Schmid was scheduled to fly on D-Day, but his group was scratched at the last minute. He flew his first combat mission August 15, 1944, as part of the invasion of Southern France. Three days after the landings, he was evacuated and sent back to England for more training
In September of 1944, Schmid flew into Holland as part of the largest aerial mission of the war, Operation Market Garden. Because so many pilots had been lost in Normandy, an infantry sergeant flew in his co-pilot seat, and Schmid tried to teach him as much as possible about flying the glider while they were en route to the drop zone. Schmid did manage to land safely, and was then assigned to help guard a command post of the 82nd Airborne near the town of Groosbeck. He and his unit spent weeks behind the lines, subjected to constant German shelling.
During the Battle of the Bulge, Schmid was co-pilot in a C-47 and flew several missions dropping supplies into Bastogne. He remembered that the German anti-aircraft fire lit up the night sky like fireworks on the 4th of July.
On March 24, 1945, Schmid flew his last combat mission, as part of a massive airborne drop across the Rhine. It was his worst mission of the war.
His landing zone was under direct enemy fire, and many of the gliders in his unit were badly shot up coming in.

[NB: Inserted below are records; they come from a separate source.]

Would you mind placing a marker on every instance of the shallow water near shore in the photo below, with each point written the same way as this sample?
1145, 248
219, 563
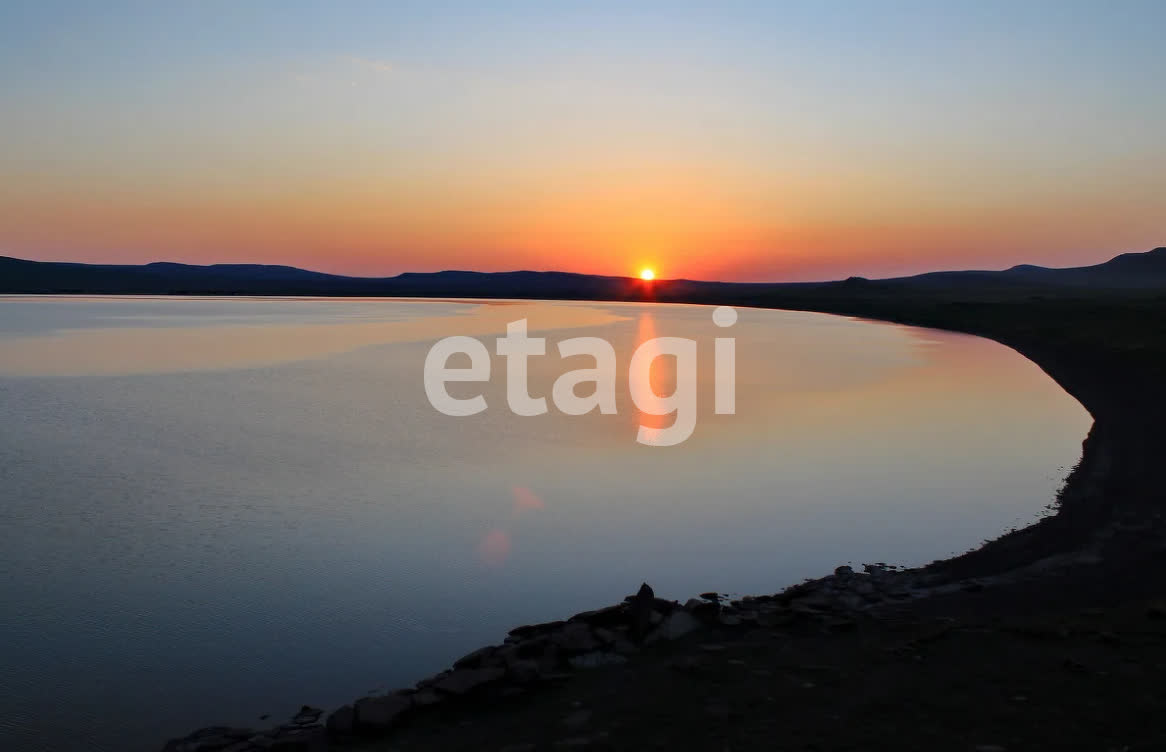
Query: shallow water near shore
217, 508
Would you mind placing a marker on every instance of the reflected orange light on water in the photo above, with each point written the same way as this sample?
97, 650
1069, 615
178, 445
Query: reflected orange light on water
494, 547
660, 380
526, 500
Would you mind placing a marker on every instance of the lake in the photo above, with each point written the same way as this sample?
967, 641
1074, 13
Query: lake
215, 508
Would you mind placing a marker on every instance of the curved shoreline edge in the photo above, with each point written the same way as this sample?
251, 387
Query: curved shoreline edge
1098, 547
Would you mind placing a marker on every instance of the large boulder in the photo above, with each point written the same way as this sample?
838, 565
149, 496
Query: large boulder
379, 714
465, 680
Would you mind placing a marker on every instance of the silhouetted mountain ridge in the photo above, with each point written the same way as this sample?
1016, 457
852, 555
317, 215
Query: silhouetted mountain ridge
1128, 271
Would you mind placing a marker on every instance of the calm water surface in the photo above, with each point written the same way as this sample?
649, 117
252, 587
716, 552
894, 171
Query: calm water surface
217, 508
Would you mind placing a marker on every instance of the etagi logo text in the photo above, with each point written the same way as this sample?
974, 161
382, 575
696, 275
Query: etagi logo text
517, 348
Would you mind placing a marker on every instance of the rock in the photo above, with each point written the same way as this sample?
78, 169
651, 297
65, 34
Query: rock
609, 617
596, 659
678, 624
378, 714
577, 718
466, 680
341, 721
534, 630
307, 715
575, 638
426, 697
475, 659
641, 610
526, 669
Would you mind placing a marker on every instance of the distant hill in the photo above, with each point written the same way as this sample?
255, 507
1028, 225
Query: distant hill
1125, 272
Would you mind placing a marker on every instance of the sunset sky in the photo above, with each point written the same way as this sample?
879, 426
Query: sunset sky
729, 140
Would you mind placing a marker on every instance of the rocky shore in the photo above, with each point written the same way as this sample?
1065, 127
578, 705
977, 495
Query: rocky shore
1049, 637
540, 654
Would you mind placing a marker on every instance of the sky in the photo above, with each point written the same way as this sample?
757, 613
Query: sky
730, 140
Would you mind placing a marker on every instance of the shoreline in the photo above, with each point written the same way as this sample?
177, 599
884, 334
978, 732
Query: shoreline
1104, 529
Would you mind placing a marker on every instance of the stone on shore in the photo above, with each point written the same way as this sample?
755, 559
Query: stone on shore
379, 714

Schmid lost four good friends that day and of his six roommates, only he and one other man survived. A German sniper zeroed in on Schmid as soon as he landed, and he was shot in the stomach, but the bullet hit his cartridge belt and the injury was not severe. He had to wait 24 hours before being evacuated to the west bank of the Rhine.
After the war, Schmid returned to Sacramento, married and had four children. He became a stockbroker, and went to law school at night on the GI Bill.